Most of you are probably familiar with the song “Pompeii”, released by Bastille in 2013. A few weeks ago, Rachele De Felice sent me this link, of a rather nice Latin translation of the song.
She expressed some disappointment that the song had not been translated into Oscan, as the more ancient language of Pompeii, but given that (a) an Oscan translation would be pretty impossible to put together and (b) Latin was the language of Pompeii during its destruction, I think we can probably allow it.
In fact, my favourite version of this song is actually one recorded by Bastille themselves. The song was released during the British Museum’s 2013 Life and Death in Pompeii and Herculaneum exhibition, and so the band made this video in the exhibition room. The video partly just makes me jealous that they got a private tour – it was a very popular and very crowded exhibition. But I also love the coincidence that brought the song and the artefacts together.

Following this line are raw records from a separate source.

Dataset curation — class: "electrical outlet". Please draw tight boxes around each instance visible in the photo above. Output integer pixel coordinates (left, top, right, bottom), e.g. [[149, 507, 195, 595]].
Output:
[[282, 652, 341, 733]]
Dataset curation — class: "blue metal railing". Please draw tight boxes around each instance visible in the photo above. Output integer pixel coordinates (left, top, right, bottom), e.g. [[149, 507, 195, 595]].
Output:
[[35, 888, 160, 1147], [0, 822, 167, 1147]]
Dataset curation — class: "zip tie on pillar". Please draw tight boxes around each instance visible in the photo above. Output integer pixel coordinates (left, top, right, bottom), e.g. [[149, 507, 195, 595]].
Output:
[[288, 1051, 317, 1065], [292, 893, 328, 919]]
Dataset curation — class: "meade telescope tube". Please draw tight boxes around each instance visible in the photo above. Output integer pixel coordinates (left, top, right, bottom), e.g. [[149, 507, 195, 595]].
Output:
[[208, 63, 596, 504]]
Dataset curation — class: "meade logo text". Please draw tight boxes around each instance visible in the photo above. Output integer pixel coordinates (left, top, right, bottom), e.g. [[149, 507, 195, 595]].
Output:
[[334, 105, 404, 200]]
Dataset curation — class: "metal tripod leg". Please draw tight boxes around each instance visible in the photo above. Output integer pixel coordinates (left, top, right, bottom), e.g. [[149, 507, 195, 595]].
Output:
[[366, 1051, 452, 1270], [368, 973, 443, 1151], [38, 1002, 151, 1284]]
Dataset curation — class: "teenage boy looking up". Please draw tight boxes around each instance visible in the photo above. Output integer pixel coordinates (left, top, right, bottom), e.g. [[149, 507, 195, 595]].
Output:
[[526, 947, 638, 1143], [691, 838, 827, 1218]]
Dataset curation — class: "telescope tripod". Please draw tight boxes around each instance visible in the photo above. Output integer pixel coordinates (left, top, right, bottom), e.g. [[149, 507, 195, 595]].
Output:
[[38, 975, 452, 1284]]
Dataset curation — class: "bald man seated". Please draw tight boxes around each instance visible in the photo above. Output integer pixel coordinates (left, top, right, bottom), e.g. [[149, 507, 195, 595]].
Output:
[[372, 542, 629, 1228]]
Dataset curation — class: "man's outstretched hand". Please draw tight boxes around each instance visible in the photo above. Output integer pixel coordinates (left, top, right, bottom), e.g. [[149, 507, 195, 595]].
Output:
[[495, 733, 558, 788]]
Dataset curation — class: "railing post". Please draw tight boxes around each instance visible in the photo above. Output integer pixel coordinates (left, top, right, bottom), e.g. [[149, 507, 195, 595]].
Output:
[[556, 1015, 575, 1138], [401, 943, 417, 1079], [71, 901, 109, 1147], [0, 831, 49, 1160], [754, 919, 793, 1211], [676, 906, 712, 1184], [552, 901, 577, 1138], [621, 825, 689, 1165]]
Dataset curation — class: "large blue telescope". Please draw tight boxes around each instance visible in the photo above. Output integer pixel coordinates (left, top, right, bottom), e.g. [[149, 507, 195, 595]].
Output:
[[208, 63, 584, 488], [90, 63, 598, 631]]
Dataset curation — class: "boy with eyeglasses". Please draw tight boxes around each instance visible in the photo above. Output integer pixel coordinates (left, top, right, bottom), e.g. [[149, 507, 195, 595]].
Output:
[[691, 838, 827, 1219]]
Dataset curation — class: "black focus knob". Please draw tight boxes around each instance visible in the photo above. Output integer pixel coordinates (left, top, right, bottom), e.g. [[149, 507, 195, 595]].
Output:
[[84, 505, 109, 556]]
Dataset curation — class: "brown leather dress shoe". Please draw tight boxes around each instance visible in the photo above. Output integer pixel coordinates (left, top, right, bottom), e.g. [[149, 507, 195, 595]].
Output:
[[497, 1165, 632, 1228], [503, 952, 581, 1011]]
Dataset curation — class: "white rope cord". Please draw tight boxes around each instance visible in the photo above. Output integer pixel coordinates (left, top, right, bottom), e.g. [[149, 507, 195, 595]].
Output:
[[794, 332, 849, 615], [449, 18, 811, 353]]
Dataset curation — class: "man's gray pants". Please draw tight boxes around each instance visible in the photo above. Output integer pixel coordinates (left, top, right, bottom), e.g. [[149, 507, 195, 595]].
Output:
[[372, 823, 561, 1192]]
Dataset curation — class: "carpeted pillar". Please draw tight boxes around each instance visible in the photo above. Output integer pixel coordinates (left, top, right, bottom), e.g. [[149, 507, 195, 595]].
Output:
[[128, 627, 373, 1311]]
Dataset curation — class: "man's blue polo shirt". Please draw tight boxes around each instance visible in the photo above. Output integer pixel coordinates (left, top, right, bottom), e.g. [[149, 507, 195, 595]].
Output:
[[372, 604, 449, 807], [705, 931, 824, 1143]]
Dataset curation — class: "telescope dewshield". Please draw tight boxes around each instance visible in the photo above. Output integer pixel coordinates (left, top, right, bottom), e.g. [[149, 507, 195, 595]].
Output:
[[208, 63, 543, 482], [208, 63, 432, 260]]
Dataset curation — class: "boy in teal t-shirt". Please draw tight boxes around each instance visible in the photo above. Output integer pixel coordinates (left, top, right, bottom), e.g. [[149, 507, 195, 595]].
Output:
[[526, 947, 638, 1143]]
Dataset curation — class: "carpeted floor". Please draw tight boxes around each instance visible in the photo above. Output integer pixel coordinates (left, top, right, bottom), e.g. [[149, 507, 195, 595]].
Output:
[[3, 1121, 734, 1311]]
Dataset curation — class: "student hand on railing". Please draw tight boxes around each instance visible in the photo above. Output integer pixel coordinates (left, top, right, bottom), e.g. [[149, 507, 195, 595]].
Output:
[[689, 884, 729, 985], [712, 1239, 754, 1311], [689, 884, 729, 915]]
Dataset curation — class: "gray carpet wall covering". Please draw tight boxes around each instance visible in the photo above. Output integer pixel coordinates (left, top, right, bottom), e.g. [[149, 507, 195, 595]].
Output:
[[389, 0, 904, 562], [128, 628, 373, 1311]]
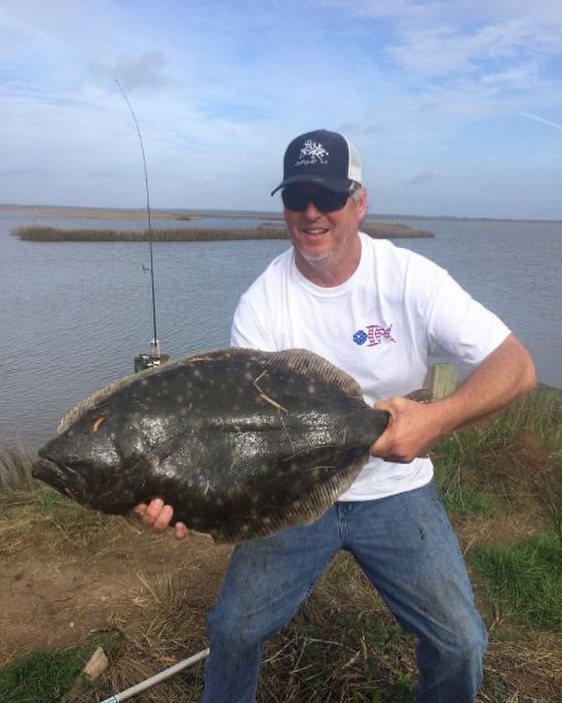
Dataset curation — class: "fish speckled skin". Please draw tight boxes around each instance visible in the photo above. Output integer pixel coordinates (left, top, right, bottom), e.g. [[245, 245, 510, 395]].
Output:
[[33, 348, 388, 542]]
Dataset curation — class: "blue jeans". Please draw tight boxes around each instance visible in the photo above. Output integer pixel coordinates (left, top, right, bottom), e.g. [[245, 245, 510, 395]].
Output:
[[203, 482, 487, 703]]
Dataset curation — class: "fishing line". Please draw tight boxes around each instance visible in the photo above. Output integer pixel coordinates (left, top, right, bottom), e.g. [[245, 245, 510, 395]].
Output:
[[115, 78, 160, 371]]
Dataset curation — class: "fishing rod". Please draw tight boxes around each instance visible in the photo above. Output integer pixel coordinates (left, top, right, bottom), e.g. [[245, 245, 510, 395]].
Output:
[[115, 78, 169, 371]]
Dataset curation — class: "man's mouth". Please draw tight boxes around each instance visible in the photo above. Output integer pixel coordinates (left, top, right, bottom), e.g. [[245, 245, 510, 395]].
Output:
[[302, 227, 328, 235]]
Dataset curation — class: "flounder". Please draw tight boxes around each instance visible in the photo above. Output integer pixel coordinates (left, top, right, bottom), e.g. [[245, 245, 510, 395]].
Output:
[[33, 348, 388, 542]]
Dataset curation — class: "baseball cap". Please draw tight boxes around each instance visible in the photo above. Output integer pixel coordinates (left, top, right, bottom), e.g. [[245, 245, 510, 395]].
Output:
[[271, 129, 361, 195]]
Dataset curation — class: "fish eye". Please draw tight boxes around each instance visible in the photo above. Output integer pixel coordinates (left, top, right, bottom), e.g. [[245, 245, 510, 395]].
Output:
[[90, 415, 107, 434]]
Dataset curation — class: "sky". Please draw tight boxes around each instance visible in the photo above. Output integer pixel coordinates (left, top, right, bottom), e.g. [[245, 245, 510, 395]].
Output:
[[0, 0, 562, 219]]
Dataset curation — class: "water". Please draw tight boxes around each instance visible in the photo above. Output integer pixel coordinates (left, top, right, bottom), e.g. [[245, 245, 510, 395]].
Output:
[[0, 210, 562, 447]]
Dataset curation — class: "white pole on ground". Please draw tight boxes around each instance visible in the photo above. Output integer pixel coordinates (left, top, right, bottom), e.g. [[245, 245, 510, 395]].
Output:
[[97, 649, 210, 703]]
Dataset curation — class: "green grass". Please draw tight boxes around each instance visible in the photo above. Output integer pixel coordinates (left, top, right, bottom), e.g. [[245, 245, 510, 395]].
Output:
[[0, 633, 121, 703], [0, 388, 562, 703], [470, 533, 562, 630]]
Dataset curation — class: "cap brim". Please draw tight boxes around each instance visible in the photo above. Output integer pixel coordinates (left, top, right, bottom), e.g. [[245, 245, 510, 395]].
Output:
[[271, 173, 353, 195]]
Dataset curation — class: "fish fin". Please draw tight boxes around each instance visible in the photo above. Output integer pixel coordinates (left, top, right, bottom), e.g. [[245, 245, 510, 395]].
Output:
[[269, 348, 363, 398], [209, 453, 366, 544]]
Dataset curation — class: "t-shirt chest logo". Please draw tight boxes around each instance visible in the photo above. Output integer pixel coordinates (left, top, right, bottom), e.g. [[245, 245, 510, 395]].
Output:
[[353, 325, 396, 347]]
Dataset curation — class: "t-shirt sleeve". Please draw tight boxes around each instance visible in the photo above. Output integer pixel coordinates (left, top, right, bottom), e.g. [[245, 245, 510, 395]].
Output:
[[420, 266, 510, 366]]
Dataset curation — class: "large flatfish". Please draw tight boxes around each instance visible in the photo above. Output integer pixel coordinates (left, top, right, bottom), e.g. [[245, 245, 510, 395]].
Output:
[[33, 348, 388, 542]]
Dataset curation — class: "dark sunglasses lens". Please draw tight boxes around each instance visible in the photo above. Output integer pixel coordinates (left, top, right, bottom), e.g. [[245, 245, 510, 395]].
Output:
[[281, 188, 349, 212]]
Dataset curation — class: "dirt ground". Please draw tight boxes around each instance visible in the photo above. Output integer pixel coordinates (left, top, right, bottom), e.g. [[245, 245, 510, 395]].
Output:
[[0, 518, 229, 666]]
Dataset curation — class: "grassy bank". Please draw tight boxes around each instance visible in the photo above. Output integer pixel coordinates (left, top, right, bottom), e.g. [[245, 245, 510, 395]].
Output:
[[12, 222, 433, 242], [0, 387, 562, 703]]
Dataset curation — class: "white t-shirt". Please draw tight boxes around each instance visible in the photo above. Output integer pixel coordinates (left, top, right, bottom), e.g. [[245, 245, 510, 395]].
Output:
[[231, 233, 509, 501]]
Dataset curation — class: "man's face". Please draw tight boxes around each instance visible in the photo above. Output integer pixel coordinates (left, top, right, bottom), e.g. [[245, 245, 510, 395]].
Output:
[[282, 184, 367, 280]]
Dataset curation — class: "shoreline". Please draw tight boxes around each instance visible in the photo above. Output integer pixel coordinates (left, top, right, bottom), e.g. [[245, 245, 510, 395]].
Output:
[[9, 205, 435, 242], [12, 224, 435, 242]]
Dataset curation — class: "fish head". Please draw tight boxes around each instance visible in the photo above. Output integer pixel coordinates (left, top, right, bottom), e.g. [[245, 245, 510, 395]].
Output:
[[32, 409, 142, 513]]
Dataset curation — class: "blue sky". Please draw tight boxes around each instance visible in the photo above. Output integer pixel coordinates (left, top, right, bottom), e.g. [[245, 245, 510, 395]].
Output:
[[0, 0, 562, 219]]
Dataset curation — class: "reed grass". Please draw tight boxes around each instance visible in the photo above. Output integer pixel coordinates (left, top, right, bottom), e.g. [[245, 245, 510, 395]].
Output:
[[12, 222, 433, 242]]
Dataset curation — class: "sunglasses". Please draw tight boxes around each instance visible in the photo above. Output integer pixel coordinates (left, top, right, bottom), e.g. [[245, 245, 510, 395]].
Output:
[[281, 187, 350, 212]]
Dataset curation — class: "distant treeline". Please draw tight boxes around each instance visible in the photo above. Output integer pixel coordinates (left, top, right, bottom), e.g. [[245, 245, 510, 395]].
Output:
[[12, 224, 434, 242]]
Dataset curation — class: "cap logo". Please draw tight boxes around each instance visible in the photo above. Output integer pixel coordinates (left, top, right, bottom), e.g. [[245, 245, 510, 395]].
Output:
[[295, 139, 330, 166]]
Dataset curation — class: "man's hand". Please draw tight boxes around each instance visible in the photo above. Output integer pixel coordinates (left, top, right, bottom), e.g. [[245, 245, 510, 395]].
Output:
[[135, 498, 187, 539], [371, 334, 537, 463], [371, 397, 441, 464]]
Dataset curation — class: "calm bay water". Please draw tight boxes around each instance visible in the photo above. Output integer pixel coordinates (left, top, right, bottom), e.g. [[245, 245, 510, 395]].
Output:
[[0, 210, 562, 447]]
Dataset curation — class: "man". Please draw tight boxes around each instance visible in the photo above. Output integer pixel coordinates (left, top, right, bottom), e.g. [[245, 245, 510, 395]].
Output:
[[138, 130, 536, 703]]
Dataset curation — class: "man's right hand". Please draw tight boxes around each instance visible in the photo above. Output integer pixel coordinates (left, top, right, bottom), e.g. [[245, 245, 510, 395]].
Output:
[[135, 498, 187, 539]]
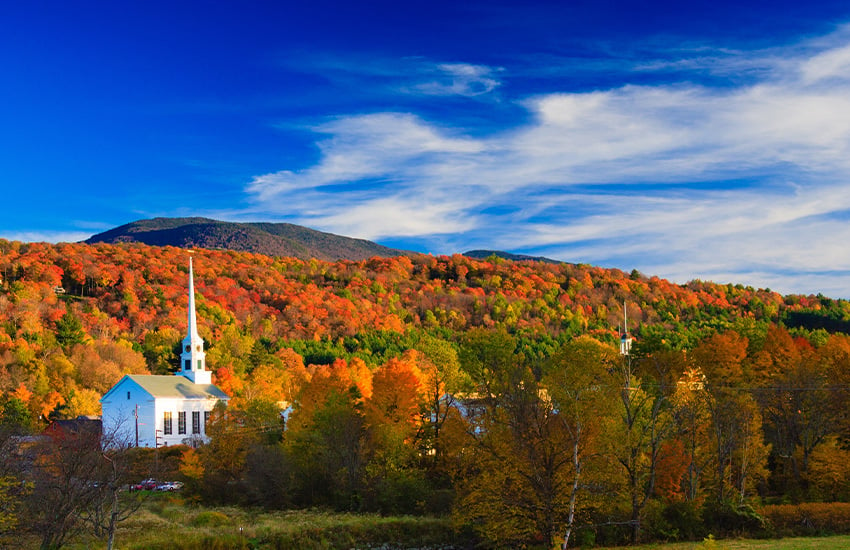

If you’re interested in the Pompeii and Herculaneum exhibition itself, my colleague Anna Judson wrote a great and very detailed review of it, which really got into the problems with the presentation as well as the things which were done well.
Of course Bastille are not the only band who have written on this theme. You might prefer “Cocoon” by the Decembrists, for example. Or if that’s not your thing, there is always Pacini’s 1825 opera L’ultimo gionro di Pompeii.